Salesforce Plugin Generator (Beta)

Build status CircleCI

Description

This is the generator plugin for building plugins for the Salesforce CLI. The generated sfdx plugin and command are built on top of the oclif cli framework.


As a beta feature, Salesforce Plugin Generator is a preview and isn’t part of the “Services” under your master subscription agreement with Salesforce. Use this feature at your sole discretion, and make your purchase decisions only on the basis of generally available products and features. Salesforce doesn’t guarantee general availability of this feature within any particular time frame or at all, and we can discontinue it at any time. This feature is for evaluation purposes only, not for production use. It’s offered as is and isn’t supported, and Salesforce has no liability for any harm or damage arising out of or in connection with it. All restrictions, Salesforce reservation of rights, obligations concerning the Services, and terms for related Non-Salesforce Applications and Content apply equally to your use of this feature.

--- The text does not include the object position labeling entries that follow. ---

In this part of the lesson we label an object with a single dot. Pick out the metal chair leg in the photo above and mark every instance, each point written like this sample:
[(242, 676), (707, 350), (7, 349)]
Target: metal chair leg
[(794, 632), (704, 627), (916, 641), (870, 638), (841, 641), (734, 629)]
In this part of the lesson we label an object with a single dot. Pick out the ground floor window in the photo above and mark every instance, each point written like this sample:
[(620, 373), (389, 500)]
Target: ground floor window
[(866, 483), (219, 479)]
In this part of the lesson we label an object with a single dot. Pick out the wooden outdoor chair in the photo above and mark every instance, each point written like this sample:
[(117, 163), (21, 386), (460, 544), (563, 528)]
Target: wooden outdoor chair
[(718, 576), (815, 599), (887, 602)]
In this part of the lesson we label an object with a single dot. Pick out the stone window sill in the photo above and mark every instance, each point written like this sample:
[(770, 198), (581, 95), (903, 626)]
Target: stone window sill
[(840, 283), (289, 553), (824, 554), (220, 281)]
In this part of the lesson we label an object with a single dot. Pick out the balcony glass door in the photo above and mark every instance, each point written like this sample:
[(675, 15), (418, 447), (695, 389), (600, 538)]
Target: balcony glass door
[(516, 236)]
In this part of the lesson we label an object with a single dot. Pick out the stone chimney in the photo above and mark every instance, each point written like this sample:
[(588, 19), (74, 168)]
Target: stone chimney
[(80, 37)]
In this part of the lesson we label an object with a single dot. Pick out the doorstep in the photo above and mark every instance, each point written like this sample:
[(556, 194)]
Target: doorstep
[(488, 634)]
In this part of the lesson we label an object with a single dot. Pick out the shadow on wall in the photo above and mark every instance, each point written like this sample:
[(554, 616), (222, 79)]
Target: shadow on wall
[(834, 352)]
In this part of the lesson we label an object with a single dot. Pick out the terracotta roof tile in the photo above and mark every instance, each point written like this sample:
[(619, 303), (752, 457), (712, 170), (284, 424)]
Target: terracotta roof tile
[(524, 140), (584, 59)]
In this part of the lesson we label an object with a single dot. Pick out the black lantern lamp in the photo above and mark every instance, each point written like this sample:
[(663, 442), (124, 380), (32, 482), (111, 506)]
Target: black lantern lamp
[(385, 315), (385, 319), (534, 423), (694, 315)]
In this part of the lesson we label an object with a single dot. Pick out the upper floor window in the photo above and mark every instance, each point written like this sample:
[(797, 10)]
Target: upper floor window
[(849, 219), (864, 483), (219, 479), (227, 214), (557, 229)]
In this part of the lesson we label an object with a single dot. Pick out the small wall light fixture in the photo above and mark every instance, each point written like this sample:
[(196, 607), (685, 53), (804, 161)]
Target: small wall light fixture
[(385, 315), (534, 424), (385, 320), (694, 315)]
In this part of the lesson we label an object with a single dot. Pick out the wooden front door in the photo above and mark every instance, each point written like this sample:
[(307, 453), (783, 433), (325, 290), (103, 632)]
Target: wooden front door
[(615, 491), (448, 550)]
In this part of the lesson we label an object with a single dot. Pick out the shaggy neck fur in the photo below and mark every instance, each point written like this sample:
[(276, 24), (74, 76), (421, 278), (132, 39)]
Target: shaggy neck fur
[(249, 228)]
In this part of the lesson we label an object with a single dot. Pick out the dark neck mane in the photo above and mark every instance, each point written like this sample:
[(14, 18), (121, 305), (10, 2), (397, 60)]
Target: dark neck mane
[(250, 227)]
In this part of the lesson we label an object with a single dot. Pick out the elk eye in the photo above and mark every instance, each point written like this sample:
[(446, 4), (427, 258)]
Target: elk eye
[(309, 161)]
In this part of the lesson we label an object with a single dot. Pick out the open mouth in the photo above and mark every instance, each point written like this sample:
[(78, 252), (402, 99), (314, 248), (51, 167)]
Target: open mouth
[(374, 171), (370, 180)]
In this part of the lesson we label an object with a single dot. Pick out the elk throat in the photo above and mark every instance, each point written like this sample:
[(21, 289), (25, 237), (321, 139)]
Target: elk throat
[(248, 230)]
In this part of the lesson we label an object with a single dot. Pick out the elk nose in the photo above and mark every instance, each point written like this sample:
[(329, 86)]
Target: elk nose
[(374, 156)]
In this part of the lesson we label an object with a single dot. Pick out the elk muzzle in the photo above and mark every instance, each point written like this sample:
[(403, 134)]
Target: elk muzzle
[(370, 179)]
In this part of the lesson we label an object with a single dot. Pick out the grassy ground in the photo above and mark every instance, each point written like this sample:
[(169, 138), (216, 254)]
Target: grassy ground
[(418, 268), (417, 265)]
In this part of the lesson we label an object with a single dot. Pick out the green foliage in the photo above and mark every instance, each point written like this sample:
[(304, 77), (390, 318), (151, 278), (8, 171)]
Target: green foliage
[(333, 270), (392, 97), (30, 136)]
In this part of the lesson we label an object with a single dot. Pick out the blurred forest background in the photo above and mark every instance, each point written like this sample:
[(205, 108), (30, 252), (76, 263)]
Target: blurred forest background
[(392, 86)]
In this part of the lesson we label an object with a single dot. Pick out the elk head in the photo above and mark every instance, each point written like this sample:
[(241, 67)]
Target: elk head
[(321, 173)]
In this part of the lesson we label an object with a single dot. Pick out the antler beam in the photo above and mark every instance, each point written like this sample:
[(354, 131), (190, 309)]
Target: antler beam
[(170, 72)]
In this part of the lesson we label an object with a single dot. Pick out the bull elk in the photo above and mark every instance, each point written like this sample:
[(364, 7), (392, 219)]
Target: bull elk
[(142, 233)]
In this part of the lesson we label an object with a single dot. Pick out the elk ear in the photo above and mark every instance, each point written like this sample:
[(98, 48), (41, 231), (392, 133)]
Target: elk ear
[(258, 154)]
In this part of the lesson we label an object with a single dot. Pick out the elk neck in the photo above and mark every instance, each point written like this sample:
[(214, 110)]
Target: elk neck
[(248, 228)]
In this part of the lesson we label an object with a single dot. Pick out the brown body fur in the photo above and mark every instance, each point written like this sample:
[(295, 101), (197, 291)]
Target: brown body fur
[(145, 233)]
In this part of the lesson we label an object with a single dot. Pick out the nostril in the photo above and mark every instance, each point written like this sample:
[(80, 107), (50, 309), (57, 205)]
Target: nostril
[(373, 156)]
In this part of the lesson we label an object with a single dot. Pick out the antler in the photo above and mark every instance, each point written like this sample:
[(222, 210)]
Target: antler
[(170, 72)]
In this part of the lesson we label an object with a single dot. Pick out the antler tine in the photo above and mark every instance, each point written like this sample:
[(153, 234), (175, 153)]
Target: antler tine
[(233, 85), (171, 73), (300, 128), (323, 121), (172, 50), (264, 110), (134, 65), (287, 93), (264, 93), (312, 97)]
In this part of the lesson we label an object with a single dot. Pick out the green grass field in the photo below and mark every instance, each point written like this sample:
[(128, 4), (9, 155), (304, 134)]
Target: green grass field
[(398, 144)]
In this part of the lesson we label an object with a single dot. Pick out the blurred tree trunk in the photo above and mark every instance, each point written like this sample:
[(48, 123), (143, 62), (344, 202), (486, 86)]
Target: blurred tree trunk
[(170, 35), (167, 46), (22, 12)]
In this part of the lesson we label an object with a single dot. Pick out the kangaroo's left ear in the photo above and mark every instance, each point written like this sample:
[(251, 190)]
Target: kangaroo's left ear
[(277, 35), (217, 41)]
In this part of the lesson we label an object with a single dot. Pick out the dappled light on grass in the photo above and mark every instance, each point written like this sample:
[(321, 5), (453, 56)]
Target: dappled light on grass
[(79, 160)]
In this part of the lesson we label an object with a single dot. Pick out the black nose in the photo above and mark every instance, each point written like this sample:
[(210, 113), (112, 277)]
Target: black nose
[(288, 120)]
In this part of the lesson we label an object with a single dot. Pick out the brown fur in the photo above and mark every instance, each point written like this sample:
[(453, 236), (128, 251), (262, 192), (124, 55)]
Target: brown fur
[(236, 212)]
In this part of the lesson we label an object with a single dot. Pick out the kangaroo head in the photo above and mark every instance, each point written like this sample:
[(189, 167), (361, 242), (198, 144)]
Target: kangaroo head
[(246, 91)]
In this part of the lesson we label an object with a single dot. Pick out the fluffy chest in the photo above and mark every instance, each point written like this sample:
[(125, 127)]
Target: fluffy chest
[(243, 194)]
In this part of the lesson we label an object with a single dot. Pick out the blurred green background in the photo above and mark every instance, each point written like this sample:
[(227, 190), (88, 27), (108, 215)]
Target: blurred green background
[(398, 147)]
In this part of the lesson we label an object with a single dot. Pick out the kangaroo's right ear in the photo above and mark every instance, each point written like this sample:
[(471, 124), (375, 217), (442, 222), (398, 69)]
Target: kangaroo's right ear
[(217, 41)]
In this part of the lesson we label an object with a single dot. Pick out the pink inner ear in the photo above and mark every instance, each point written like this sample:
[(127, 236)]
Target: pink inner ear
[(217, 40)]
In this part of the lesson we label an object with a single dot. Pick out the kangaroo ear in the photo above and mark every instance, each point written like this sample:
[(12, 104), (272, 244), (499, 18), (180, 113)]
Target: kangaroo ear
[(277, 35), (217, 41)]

You can provide feedback and suggestions for Salesforce Plugin Generator in the issues section of this repo.


Usage

Check Your Salesforce CLI Version

Starting with Salesforce CLI version 6.7.1, the plugin generator is offered as a core plugin and can be used out of the box. To check your Salesforce CLI version:

$ sfdx --version

Generate a Salesforce CLI Plugin

Create and configure your own plugin for the Salesforce CLI.

  1. Run sfdx plugins:generate yourPluginName.

    Unless you include the --defaults flag, you are prompted for information that's used to populate your new plugin. Answer the questions, or press Enter to use the default values.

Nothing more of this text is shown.